Wie der „Kicker“ vom 14.02.2008 berichtete, reagiert der deutsche 1.Liga Verein VfB Stuttgart gegen das Werbeverbot für seinen ehemaligen Sponsor Bwin mit einem neuen Eilverfahren beim Verwaltungsgericht Stuttgart. Der Verein erwägt, im Erfolgsfall eine Schadensersatzklage einzuleiten. Dieses Vorgehen sei von der DFL (Deutsche Fußball Liga) sehr begrüßt worden.

Hintergrund ist der am 1.Januar 2008 in Kraft getretene Glücksspielstaatsvertrag, der privaten Wettanbietern das Geschäft und auch die Werbung dazu in Deutschland untersagt. Bereits im vergangenen Jahr haben Vertreter der Fußballvereine und -verbände mit Politikern das Gespräch gesucht, um den Glücksspielstaatsvertrag zu verhindern, da die Durchsetzung dieses Vertrags den Verlust zahlreicher wichtiger Sponsoren bedeuten würde. Letzteres ist nun der Fall.

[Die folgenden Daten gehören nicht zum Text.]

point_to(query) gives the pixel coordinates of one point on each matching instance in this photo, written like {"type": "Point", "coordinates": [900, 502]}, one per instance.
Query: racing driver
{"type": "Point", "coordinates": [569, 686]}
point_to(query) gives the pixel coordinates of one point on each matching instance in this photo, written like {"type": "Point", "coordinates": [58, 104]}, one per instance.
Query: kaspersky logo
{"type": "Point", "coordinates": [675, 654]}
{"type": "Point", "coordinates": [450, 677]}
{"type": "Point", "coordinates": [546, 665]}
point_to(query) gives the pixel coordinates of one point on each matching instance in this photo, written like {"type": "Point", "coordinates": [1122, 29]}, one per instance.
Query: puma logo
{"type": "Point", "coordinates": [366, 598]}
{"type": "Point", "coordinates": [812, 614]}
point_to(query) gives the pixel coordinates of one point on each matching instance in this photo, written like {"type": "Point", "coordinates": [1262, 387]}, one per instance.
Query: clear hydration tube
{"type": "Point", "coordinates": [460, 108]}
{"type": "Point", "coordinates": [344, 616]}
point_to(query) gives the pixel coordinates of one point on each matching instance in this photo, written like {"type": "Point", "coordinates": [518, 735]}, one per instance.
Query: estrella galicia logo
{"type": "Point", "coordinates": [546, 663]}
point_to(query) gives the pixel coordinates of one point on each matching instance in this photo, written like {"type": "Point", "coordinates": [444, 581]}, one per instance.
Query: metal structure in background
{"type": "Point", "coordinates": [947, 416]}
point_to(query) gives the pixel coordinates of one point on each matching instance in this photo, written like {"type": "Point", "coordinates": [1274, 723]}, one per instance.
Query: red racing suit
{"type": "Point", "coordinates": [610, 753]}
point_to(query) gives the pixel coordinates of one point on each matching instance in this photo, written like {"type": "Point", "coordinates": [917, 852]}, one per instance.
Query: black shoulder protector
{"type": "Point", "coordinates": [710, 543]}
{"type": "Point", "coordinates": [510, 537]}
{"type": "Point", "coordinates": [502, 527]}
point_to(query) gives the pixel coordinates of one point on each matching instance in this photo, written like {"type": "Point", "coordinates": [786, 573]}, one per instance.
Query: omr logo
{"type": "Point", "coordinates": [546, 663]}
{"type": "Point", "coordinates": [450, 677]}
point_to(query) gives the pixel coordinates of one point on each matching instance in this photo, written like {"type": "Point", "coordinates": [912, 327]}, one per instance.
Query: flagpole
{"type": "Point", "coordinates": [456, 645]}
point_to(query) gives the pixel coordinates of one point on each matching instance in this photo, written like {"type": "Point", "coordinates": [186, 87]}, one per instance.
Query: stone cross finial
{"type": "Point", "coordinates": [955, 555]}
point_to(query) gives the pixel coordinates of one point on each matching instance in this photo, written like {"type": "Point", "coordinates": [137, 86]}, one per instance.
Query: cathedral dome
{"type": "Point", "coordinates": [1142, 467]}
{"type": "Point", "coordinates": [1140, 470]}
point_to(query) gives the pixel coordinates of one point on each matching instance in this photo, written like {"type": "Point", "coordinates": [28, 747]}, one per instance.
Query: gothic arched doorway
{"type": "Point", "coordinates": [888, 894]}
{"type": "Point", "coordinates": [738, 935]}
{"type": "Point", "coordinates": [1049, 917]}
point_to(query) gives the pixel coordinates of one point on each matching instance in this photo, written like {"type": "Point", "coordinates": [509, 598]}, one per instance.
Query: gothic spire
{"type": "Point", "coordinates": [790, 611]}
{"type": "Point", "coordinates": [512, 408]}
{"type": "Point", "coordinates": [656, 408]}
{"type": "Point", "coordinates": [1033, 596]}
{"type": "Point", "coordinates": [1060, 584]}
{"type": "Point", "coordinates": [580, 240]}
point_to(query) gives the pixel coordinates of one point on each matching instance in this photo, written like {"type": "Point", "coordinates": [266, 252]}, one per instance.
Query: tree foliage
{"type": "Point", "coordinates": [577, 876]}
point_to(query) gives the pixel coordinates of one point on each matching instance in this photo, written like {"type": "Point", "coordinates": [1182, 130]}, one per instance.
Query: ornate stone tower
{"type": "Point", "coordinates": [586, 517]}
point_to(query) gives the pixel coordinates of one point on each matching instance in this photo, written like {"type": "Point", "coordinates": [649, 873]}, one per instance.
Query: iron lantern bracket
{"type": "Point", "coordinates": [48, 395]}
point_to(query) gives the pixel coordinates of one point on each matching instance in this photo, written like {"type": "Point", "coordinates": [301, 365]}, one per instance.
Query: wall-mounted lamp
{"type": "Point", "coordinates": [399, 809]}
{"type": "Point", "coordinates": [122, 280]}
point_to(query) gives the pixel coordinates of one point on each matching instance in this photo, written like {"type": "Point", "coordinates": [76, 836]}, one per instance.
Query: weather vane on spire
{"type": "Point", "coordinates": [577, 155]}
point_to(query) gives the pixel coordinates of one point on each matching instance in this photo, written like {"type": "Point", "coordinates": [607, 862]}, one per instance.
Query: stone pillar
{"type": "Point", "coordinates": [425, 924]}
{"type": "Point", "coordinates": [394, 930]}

Liga-Präsident Dr.Reinhard Rauball schätzt, dass dem Profifußball jährlich 100 bis 300 Millionen Euro an Einnahmen verloren gingen. Der Stuttgarter Präsident Erwin Straudt hält dies „für einen eindeutigen Verstoß gegen die EU-Wettbewerbskriterien“. Bwin sei bereits in Deutschland schon mehrfach die Werbung untersagt worden, in Portugal hingegen dürfe das gleiche Unternehmen sogar als Namenssponsor für die gesamte Liga auftreten.

Daher hoffen die Fußballvertreter nicht nur im eigenen Sinne darauf, dass die EU-Kommission Deutschlands Glücksspielstaatsvertrag kippen wird, sondern auch für die Zukunft der gesamten Fußball Liga. Wie bereits in vorherigen Nachrichten berichtet wurde, hat die EU gegen Deutschland ein Verfahren wegen Vertragsverletzung eingeleitet, das zu einer Klage vor dem Europäischen Gerichtshof führen kann.